Anne Kukkohovi (née Laaksonen; born 3 October 1970 in Vaasa) is a presenter and a retired Finnish model who has worked as a model from 1990 to 1998. She worked as an art director in an advertising agency. Kukkohovi has also been a host on the Finnish television show Sinun unelmiesi tähden at the end of the 1990s. She is currently the host of the Finnish version of America's Next Top Model, Suomen huippumalli haussa. Anne is the co-founder of Supermood, a natural Finnish skincare and wellness brand. In 2021 it was reported that Supermood Oy was in great financial difficulties, it had defaulted in tax and other payments. It had also changed its name to Heartflip Oy. According to the Finnish Business Information System (government service), in 2023 Heartflip Oy had stopped operating entirely.

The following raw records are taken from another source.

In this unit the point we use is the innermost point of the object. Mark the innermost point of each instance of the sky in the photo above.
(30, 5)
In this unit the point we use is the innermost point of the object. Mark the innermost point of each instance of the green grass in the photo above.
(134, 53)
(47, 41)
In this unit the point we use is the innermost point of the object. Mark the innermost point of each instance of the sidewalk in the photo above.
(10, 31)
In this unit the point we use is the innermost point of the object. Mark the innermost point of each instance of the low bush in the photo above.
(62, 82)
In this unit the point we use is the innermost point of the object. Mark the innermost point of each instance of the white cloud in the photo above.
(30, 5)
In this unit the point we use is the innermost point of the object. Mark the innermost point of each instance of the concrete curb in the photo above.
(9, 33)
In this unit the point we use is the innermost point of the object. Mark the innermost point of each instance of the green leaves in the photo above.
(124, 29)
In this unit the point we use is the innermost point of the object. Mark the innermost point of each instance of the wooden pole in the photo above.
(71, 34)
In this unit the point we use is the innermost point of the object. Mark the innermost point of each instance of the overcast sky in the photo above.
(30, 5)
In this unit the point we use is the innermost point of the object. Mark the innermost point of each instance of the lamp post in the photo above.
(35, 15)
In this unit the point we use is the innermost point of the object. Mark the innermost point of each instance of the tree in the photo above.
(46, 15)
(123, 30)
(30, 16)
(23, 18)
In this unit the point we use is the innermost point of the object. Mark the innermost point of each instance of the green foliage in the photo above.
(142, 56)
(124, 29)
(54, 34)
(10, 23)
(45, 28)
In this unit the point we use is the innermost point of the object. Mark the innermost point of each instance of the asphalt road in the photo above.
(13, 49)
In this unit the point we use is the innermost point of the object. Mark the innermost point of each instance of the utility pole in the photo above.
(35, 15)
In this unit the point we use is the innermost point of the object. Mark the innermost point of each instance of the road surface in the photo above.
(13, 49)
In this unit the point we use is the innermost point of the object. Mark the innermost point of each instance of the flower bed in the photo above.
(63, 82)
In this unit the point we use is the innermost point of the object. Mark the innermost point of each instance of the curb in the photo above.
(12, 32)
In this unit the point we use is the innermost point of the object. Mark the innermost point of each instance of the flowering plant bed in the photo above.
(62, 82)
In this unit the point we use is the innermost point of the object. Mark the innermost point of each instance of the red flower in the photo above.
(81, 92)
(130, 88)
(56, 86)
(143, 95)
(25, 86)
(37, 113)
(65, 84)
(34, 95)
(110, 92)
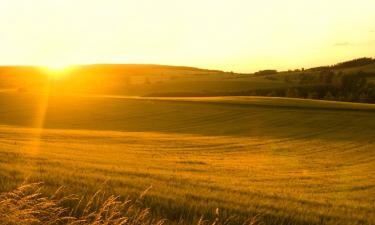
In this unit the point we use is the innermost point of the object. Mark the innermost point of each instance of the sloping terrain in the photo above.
(290, 161)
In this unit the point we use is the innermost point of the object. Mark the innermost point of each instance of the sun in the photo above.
(57, 71)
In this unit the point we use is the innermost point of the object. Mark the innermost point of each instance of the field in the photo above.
(288, 161)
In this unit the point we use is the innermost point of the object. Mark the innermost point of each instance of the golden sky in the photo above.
(238, 35)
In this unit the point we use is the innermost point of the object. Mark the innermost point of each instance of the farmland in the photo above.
(291, 161)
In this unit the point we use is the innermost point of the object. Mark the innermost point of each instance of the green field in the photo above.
(289, 161)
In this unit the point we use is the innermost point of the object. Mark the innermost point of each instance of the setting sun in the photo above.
(187, 112)
(57, 71)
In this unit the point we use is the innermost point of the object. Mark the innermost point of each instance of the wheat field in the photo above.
(285, 161)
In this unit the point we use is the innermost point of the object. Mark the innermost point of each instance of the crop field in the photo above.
(286, 161)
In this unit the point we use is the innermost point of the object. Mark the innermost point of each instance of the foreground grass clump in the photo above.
(27, 205)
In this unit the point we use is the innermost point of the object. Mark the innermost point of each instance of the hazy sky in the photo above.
(238, 35)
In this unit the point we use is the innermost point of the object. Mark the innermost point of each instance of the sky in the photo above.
(231, 35)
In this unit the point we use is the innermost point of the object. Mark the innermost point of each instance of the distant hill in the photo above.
(346, 81)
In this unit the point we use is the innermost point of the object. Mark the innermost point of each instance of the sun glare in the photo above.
(56, 71)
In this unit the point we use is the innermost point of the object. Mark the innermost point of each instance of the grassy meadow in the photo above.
(288, 161)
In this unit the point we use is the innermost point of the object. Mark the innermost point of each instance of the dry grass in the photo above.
(27, 205)
(293, 165)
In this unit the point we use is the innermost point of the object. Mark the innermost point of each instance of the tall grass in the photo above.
(27, 205)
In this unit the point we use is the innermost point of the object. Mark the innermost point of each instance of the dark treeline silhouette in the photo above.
(325, 85)
(328, 85)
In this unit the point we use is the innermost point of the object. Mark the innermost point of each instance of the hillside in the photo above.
(343, 81)
(290, 161)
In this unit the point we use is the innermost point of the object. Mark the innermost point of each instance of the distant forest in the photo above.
(330, 83)
(340, 82)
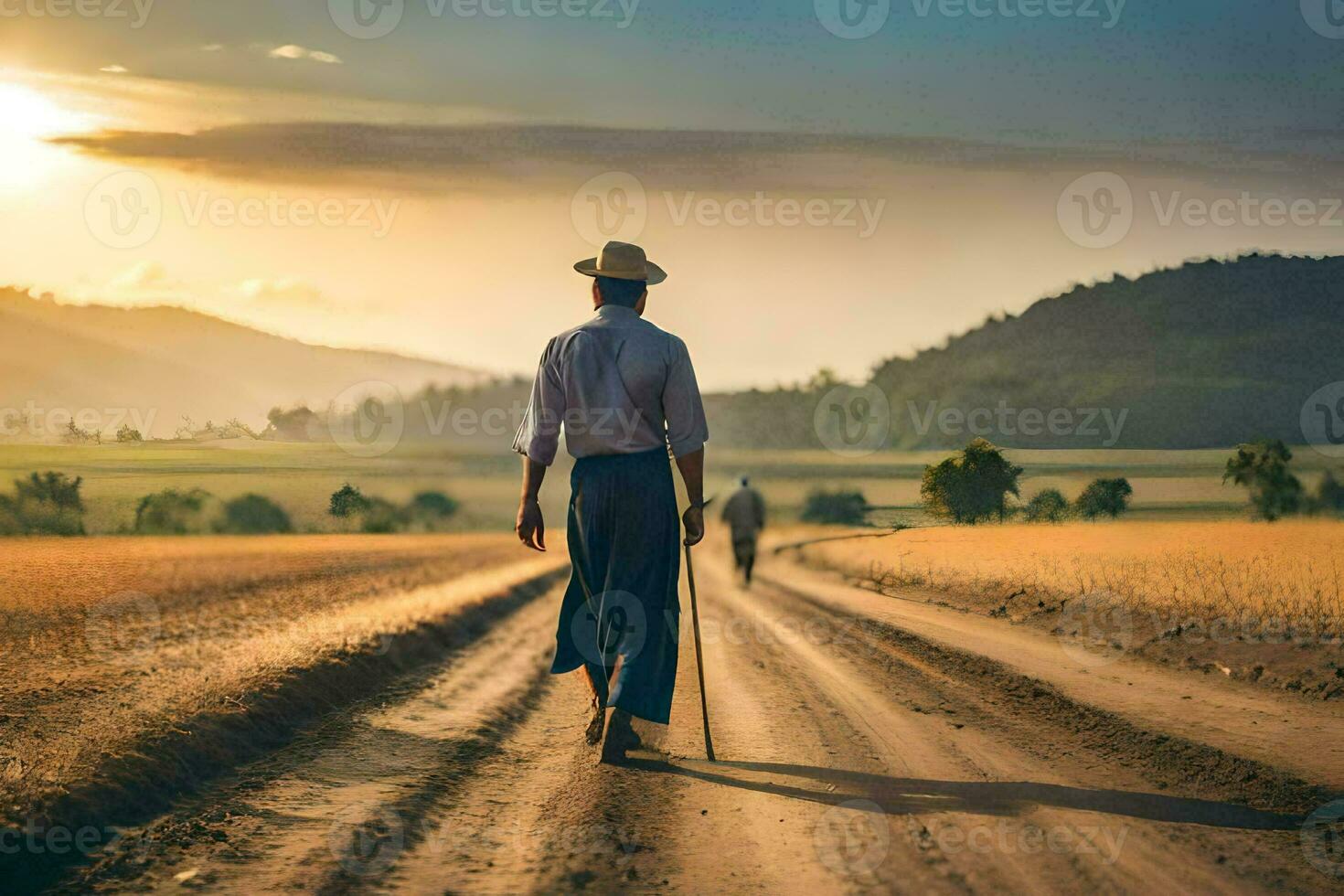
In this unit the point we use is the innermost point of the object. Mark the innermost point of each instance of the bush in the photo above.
(1329, 495)
(253, 515)
(1263, 468)
(1104, 497)
(347, 501)
(972, 485)
(43, 504)
(171, 512)
(380, 517)
(1049, 506)
(835, 508)
(432, 508)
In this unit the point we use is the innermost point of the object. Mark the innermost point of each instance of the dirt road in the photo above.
(852, 758)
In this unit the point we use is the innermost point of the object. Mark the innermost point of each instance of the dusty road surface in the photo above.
(855, 755)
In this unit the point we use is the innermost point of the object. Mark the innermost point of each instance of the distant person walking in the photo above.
(745, 515)
(626, 395)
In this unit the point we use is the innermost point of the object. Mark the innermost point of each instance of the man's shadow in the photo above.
(901, 795)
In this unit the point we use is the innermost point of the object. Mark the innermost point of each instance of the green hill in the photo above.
(1206, 355)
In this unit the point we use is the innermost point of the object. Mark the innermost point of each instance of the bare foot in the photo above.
(594, 731)
(620, 738)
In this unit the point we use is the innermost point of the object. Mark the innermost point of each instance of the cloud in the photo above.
(432, 156)
(285, 291)
(144, 277)
(294, 51)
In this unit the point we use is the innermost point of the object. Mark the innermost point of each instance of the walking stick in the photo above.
(699, 661)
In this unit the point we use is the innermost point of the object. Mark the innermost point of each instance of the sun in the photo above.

Kukkohovi was married to Joni Kukkohovi from 2001 to 2018 and has one child. In early 2024, she moved to the Los Angeles, California, to work as an advertising model.

On May 12, 2025, Finnish weekly magazine Seiska (published by Aller Media) reported that Anne Kukkohovi has expanded her business ventures to include selling used underwear, nude photographs of herself, and offering so called penis ratings.

According to investigative journalist Panu Hörkkö, Kukkohovi sells her used underwear for $500 and ships them in ziplocked plastic bags to preserve their scent. Additionally, Kukkohovi operates an OnlyFans account and provides a service called "penis ratings," where clients send her a picture of a penis, and she creates a video in which she describes and evaluates it in detail.